In the first quarter of the Financial Year 2026 (Q1 FY26), net sales for a sample of 2545 companies rose by 4.9%, a decrease from the 10.6% growth observed in the same period last year. Expenditure growth was moderate at 4.3%, down from 8.7% in Q1 FY25. Interest costs grew by 9.6% during this period, a decline from the 23.8% growth in Q1 FY25, following a 100 basis point reduction in the central bank's repo rate since February 2025. Profit growth remained stable at 11%.

For non-BFSI segments, net sales growth was 3.6% in Q1 FY26, compared to a 7.2% rise the previous year. Profitability improved due to lower expenses and interest costs, with PAT growth of 13.3%, up from 5.7% in Q1 FY25. However, these outcomes were affected by one significant player in the crude oil industry. Excluding this sector, non-BFSI net sales grew by 4.7% compared to 7.2% in Q1 FY25, and PAT growth increased to 8.3% from 7.1%.

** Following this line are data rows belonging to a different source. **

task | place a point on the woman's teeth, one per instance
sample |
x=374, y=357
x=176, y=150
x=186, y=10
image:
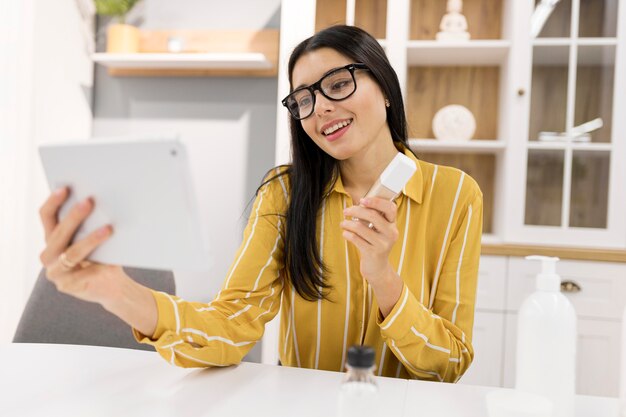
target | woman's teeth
x=337, y=127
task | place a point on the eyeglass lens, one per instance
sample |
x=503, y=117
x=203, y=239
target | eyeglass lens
x=336, y=86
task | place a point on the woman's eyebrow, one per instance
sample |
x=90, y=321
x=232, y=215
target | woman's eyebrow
x=325, y=74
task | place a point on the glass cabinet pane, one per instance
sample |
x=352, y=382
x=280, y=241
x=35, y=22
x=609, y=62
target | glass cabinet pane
x=598, y=18
x=559, y=22
x=544, y=188
x=590, y=189
x=594, y=89
x=548, y=100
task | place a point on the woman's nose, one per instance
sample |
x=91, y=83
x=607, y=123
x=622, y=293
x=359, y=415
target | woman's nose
x=322, y=104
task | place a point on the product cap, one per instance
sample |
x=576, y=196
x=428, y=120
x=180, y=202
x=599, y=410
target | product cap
x=361, y=356
x=398, y=172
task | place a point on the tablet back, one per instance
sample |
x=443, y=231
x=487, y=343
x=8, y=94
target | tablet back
x=143, y=188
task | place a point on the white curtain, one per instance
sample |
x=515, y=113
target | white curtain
x=46, y=79
x=16, y=150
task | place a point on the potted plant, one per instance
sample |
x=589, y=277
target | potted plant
x=121, y=37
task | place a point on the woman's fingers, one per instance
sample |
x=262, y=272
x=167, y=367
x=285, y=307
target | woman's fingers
x=74, y=256
x=50, y=209
x=386, y=207
x=62, y=234
x=78, y=252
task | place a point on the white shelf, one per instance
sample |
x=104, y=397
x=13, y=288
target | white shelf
x=577, y=41
x=475, y=53
x=472, y=146
x=576, y=146
x=248, y=61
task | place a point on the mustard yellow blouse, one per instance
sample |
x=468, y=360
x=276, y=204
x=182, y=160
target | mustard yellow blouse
x=428, y=333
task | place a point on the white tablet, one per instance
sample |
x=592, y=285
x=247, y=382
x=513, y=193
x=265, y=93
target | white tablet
x=143, y=188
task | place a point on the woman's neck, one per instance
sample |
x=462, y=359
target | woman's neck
x=359, y=172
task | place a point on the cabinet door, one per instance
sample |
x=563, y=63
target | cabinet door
x=597, y=355
x=488, y=338
x=602, y=286
x=572, y=186
x=491, y=290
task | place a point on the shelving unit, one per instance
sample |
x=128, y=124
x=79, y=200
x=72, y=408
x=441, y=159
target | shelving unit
x=468, y=53
x=205, y=53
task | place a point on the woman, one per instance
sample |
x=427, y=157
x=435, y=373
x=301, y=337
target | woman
x=402, y=280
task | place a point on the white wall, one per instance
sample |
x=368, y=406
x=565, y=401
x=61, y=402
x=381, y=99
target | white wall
x=49, y=81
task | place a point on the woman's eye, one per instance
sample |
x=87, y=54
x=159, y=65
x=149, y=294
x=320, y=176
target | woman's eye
x=304, y=102
x=338, y=85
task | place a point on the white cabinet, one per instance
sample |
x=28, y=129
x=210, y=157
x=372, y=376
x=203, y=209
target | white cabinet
x=598, y=304
x=488, y=342
x=597, y=356
x=558, y=192
x=488, y=334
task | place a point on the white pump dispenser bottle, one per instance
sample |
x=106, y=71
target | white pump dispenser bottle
x=546, y=341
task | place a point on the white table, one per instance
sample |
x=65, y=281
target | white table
x=65, y=380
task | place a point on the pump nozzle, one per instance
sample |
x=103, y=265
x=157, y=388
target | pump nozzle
x=547, y=279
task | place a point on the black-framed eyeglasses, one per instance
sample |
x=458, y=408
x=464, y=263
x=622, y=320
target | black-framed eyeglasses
x=336, y=85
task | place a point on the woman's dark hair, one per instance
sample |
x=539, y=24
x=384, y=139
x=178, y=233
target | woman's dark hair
x=313, y=172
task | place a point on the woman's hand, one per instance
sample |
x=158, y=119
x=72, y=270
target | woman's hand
x=374, y=235
x=67, y=268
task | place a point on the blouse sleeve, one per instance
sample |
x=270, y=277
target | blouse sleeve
x=220, y=333
x=434, y=341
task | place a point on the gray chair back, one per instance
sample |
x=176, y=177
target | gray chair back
x=54, y=317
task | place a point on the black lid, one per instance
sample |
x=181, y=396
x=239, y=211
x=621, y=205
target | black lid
x=361, y=356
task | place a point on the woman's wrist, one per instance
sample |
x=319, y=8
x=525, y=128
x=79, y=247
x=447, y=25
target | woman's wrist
x=133, y=303
x=387, y=290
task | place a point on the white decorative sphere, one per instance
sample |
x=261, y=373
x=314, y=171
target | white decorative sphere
x=454, y=123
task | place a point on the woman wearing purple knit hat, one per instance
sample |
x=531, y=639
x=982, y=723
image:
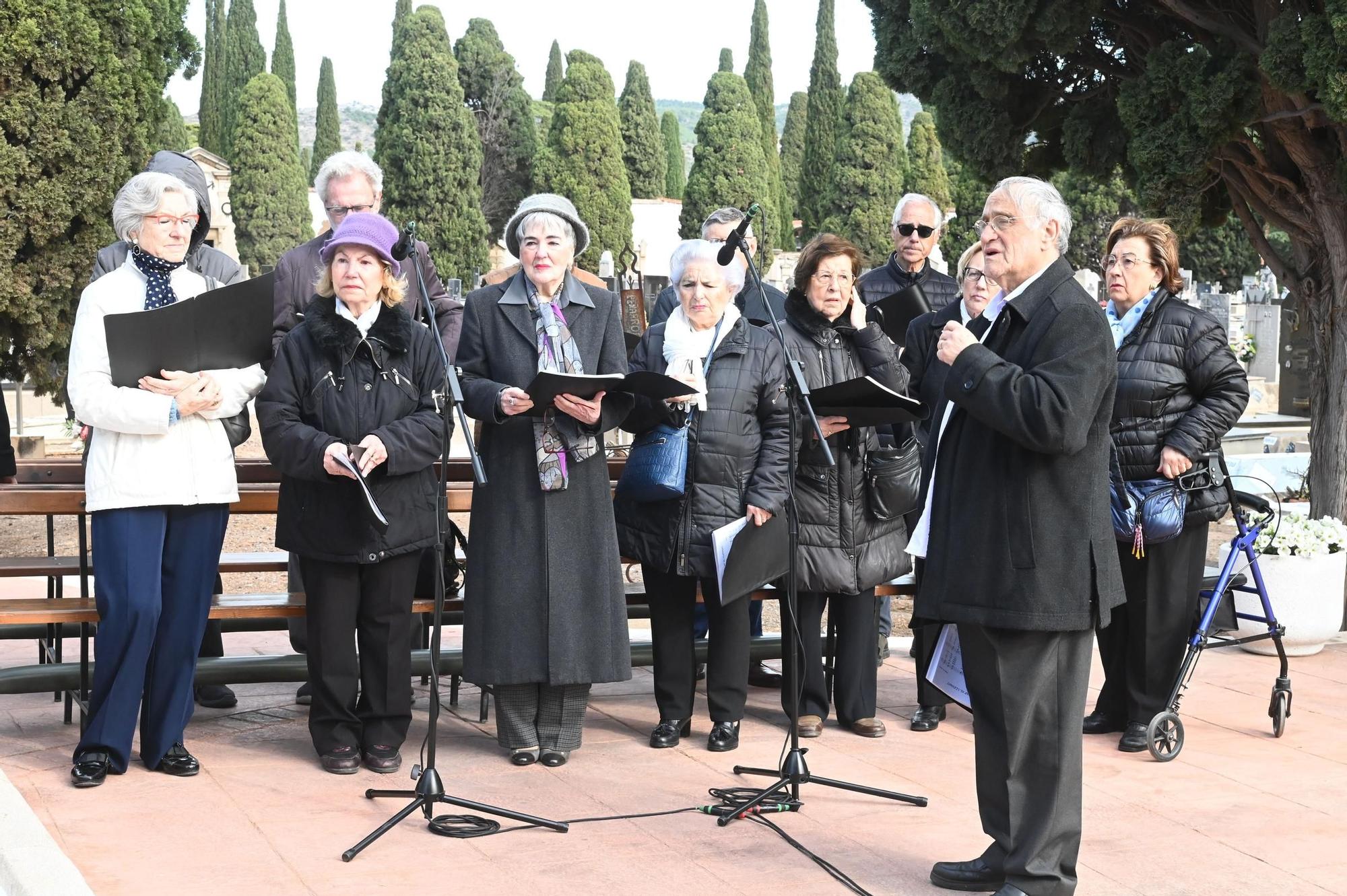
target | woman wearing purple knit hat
x=355, y=381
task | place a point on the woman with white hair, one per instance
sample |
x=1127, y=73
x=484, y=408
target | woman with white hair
x=737, y=466
x=545, y=609
x=160, y=482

Key factors contributing to a promising demand recovery include a normal monsoon, festive demand, low inflation, cuts in interest rates, and income tax benefits. Infrastructure and related sectors are benefiting from government capital expenditure, while export-oriented industries have shown resilience and readiness for future challenges. Service-linked industries reported steady growth, suggesting a gradual economic improvement in upcoming quarters, the report concludes.